Transcribed Image Text:**Educational Website Content: Analyzing Air Conditioning Sales Data**
An air conditioning company located in Central Florida collected data for the number of air conditioning units sold in the Central Florida area and for the outside temperature on the day that sales took place. The Sales Manager compiled the following table for analysis:
| Outside Temperature (Degrees F) | Sales (Number of air conditioning units sold) |
|---------------------------------|-----------------------------------------------|
| 68 | 3 |
| 72 | 5 |
| 78 | 7 |
| 81 | 12 |
| 84 | 15 |
| 86 | 16 |
| 91 | 22 |
| 93 | 18 |
| 94 | 19 |
| 94 | 26 |
**Analysis Steps:**
1. **Scatter Diagram and Linear Regression:**
- Plot a scatter diagram for this data and calculate the linear regression line.
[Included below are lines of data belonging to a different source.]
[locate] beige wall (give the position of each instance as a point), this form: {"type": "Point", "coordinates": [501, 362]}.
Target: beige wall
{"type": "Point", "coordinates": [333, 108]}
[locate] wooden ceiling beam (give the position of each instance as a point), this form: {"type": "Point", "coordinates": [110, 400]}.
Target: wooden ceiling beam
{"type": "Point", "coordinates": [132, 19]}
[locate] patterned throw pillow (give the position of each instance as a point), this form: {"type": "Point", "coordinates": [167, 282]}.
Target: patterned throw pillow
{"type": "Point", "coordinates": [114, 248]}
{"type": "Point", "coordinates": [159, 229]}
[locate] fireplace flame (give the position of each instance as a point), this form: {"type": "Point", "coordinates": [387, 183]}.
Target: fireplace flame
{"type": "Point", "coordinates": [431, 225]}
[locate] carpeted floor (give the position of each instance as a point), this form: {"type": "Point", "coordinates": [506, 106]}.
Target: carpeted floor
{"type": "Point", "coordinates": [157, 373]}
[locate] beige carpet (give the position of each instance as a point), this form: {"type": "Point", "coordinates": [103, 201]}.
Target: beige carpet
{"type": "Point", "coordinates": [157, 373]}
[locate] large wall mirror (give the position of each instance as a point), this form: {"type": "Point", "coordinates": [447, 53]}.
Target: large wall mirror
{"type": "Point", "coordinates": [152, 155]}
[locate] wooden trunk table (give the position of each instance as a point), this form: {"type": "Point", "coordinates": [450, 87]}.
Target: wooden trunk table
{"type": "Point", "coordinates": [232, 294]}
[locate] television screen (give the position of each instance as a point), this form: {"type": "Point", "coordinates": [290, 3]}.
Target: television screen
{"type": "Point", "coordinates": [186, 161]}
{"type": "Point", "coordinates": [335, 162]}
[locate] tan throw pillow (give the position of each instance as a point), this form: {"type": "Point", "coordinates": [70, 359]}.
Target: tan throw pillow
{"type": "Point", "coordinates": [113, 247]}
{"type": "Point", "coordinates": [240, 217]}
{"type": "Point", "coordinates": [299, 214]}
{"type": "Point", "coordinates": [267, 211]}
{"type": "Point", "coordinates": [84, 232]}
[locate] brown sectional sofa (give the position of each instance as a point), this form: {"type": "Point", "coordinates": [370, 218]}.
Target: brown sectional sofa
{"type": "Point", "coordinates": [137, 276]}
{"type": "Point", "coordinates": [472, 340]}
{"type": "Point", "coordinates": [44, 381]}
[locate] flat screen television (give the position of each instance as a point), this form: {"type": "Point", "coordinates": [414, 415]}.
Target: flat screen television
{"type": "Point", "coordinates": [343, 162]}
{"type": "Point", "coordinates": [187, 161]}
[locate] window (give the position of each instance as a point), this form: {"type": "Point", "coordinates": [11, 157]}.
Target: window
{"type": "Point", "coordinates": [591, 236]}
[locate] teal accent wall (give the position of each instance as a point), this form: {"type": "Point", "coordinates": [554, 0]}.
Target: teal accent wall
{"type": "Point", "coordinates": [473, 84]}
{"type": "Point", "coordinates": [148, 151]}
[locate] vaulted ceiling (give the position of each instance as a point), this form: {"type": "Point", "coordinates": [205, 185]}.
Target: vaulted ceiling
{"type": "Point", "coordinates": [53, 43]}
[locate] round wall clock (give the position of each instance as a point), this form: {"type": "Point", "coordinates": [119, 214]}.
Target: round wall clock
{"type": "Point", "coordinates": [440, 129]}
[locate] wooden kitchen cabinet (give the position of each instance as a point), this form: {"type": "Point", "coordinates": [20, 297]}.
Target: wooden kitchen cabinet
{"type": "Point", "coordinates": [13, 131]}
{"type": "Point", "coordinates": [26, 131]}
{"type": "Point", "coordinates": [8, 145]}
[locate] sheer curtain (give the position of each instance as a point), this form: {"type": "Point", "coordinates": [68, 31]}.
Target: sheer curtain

The goal is to describe the relationship between the dependent variable Y (number of air conditioning units sold) and the independent variable X (outside temperature in degrees Fahrenheit).
- **Guidance:** The graph should resemble Figure 4.2 from the textbook.
2. **Linear Regression Calculation:**
- Perform the linear regression calculation based on the data provided. Deliver the linear regression equation that defines the relationship between Y and X.
- **Guidance:** Follow the procedures detailed in Table 4.2 of the textbook.
3. **Statistical Calculations:**
- Calculate the Sum of Squares for Total (SST), Sum of Squares for Error (SSE), and Sum of Squares for Regression (SSR) for this linear regression.
- **Guidance:** Follow the methods outlined in Table 4.3 of the textbook.
4. **Determining Correlation and Determination:**
- Calculate the coefficient of determination (\(r^2\)) and the coefficient of correlation (r).
5. **Prediction and Error Analysis:**
- Using the linear regression equation from step 2, estimate sales for:
- A day with an expected temperature of 84 degrees F.
- A day with an expected temperature of 94 degrees F.
- Calculate the error "e" by comparing estimated sales against actual sales from the dataset. Determine which temperature forecast provides a more accurate model explanation.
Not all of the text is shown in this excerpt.